Now if you are wondering whether this practice, other than sounding completely nauseating and revolting, can possibly be harmful to your health as a meat eater, the answer appears to be yes. Have you heard about mad cow disease which is now afflicting Great Britain? Some investigators believe that it originated with the feeding of ground-up, disease infected sheep to cows. The sheep disease is called scrapie, because intense itching makes sheep scrape off virtually all of their wool. Scrapie apparently manifests itself in cows as bovine spongiform encephalopathy (BSE) commonly reffered to as Mad Cow Disease.
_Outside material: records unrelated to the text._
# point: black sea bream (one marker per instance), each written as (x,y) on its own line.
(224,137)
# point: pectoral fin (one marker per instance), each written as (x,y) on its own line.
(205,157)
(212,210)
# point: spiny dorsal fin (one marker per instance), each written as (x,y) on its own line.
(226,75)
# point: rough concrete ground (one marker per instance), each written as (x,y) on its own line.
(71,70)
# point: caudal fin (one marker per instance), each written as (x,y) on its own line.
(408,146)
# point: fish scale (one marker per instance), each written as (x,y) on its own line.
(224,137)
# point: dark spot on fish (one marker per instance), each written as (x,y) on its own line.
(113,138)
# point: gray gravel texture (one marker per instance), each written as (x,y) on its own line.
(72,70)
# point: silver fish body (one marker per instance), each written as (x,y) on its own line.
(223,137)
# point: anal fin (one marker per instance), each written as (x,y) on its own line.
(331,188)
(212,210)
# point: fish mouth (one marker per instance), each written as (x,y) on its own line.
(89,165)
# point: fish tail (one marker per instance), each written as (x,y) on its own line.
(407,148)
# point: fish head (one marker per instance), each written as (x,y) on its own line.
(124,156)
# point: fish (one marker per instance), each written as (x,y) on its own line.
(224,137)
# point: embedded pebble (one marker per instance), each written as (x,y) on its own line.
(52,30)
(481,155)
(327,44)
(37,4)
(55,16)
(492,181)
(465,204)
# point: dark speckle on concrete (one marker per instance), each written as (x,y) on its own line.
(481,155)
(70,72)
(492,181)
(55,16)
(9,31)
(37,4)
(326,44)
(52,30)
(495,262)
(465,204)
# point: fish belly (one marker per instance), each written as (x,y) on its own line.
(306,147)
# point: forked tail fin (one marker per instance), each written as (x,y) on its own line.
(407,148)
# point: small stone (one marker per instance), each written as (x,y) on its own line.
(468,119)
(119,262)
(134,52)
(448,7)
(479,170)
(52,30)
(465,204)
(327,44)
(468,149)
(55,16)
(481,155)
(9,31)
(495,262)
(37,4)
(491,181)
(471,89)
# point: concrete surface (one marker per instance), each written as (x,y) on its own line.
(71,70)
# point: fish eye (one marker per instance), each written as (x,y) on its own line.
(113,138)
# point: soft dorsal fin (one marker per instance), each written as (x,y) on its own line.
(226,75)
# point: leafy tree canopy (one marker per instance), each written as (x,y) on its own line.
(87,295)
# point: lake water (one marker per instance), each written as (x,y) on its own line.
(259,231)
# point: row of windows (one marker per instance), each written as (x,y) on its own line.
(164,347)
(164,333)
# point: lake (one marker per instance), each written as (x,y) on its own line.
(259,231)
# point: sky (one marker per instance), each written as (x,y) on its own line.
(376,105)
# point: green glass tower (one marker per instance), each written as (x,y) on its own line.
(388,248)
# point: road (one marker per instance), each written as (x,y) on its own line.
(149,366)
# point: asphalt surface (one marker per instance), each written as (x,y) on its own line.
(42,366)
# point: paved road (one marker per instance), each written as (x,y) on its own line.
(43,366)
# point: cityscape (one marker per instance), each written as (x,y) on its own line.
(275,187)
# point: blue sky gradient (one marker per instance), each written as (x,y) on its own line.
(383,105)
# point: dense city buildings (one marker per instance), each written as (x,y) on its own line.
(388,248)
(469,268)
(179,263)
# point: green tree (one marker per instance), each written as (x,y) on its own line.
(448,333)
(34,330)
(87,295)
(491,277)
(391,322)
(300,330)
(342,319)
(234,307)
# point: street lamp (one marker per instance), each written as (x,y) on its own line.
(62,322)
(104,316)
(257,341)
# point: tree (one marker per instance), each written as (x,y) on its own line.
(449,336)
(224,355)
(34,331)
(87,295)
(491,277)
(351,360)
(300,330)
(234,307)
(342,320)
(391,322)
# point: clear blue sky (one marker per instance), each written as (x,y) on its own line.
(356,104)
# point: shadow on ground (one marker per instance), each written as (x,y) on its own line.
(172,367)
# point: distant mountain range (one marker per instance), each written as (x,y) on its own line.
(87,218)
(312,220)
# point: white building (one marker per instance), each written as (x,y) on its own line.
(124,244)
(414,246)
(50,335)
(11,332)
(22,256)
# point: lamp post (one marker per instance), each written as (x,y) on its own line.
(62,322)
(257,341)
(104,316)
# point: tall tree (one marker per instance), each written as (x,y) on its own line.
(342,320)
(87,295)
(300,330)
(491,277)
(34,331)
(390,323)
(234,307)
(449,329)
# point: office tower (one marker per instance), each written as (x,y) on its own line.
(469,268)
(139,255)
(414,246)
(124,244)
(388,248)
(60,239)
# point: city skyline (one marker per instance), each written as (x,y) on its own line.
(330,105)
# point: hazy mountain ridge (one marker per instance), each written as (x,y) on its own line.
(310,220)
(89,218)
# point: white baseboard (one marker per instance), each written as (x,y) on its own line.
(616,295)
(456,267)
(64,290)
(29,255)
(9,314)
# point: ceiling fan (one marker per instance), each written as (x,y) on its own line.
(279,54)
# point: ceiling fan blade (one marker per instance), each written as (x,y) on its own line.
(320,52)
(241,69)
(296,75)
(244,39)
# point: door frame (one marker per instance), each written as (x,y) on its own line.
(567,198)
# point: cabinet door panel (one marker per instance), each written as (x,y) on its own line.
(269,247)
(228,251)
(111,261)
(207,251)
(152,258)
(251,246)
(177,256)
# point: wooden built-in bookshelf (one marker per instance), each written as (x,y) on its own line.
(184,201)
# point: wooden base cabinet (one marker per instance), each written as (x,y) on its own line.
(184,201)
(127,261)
The disturbing question is whether people who eat meat from such infected cows can suffer any health problems? While the British government has been busy assuring its citizens that Mad Cow disease is nontransmuterable to human beings, not everyone is convinced. Several researchers theorize that it is now appearing in humans as a slowly progressing brain disorder called Creutzfeldt-Jakob Disease (CID). At present, there is no treatment for CID and no test for its presence other than a biopsy of brain material at an autopsy.
According to Lyman's book the American rendering industry in 1989 voluntarily banned the use of sheep heads at rendering plants. An FDA survey three years later found that 15 of 19 rendering plants inspected were not observing the ban, and six of them were using the rendering sheep protein in cattle feed. "Unenforced safety regulations can do little more than lull us into a false sense of security," Lyman states.